To help me “go digital”, I chose to use Google Calendar for both mobile and desktop. Throughout my experiment I continued to use my paper planner and regular To-Do lists. To begin, I went through my regular calendar for the remainder of the school year and added events as well as the GoogleCal invites I’d been ignoring. By this point, my new digital calendar was beginning to take shape. For the final touches, I color coordinated multiple calendars for work, school, and personal events.
Pros of Online Calendars
Utilizing an online calendar opened lots of new opportunities. My favorite thing was having the multicolored grid layout of my calendar to help me visualize how busy I really was. When writing things down in a paper planner it is easy to see three or four lines and think it’s nothing but seeing three hour blocks of time cut out of a day – it makes a large difference! Additionally, the blocks allow for a quick and easy way to see potential overlaps in events.

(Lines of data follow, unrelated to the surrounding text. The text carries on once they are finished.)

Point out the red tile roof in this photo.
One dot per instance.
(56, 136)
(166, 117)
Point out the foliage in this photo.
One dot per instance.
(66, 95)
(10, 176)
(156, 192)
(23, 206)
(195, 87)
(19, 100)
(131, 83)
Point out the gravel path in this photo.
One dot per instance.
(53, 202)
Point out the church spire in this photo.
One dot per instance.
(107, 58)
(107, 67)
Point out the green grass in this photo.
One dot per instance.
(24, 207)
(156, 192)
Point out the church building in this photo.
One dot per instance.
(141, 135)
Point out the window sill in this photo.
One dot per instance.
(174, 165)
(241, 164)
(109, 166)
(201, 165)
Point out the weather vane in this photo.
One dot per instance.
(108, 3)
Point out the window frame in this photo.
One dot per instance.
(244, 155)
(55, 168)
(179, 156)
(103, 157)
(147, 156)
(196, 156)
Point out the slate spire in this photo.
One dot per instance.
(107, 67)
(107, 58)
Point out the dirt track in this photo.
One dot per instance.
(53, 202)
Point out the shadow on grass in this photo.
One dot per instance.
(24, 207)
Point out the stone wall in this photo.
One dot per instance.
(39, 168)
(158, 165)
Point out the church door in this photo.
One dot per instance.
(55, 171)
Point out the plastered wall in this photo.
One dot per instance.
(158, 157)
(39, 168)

The other big takeaway for me was that others were able to change the invites they sent me and update as needed. This was way easier than me having to remember to change the entry in my day planner after each email. In addition to this, I enjoyed being able to create events and send them out to people with notifications attached to remind them later.
Cons of Online Calendars
While updating to a digital platform had many upsides, there were still some things I was unable to get used to. First were all the steps of having to fill out a form for each event. When I use my paper planner I can write down whatever information I want then move on to the next thing. With Google, however, I found myself writing less and clicking through. This I found very annoying especially considering that my classes run in 50 minute intervals and Google’s default event time is 60 minutes.
Secondly, when using an online schedule, I felt like I didn’t retain as much of what I added than when I wrote it down. Not remembering what I needed counteracted the pro of being readily available the moment my phone or laptop died. This made me feel unorganized and overall less prepared for the week.

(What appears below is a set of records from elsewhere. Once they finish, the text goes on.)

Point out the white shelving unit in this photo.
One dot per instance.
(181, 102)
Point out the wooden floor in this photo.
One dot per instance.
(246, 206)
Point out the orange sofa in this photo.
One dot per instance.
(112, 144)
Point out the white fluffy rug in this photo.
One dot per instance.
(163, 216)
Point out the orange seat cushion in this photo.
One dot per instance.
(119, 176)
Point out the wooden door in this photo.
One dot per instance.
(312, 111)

After sixty days of using both online and physical calendars, I decided that I don’t have to rely on one or the other exclusively. The handiness of having notifications on my phone or desktop from a digital calendar helped me spend less time stressing over forgetting an event or meeting. I found a middle ground of both platforms allows me to see what I need to do at a glance while still having the option to write it down my way. If you aren’t using an online calendar now, I would strongly recommend one! Just remember that adding a physical calendar can not only help you stay on top of things but also give you a little more time away from your screen.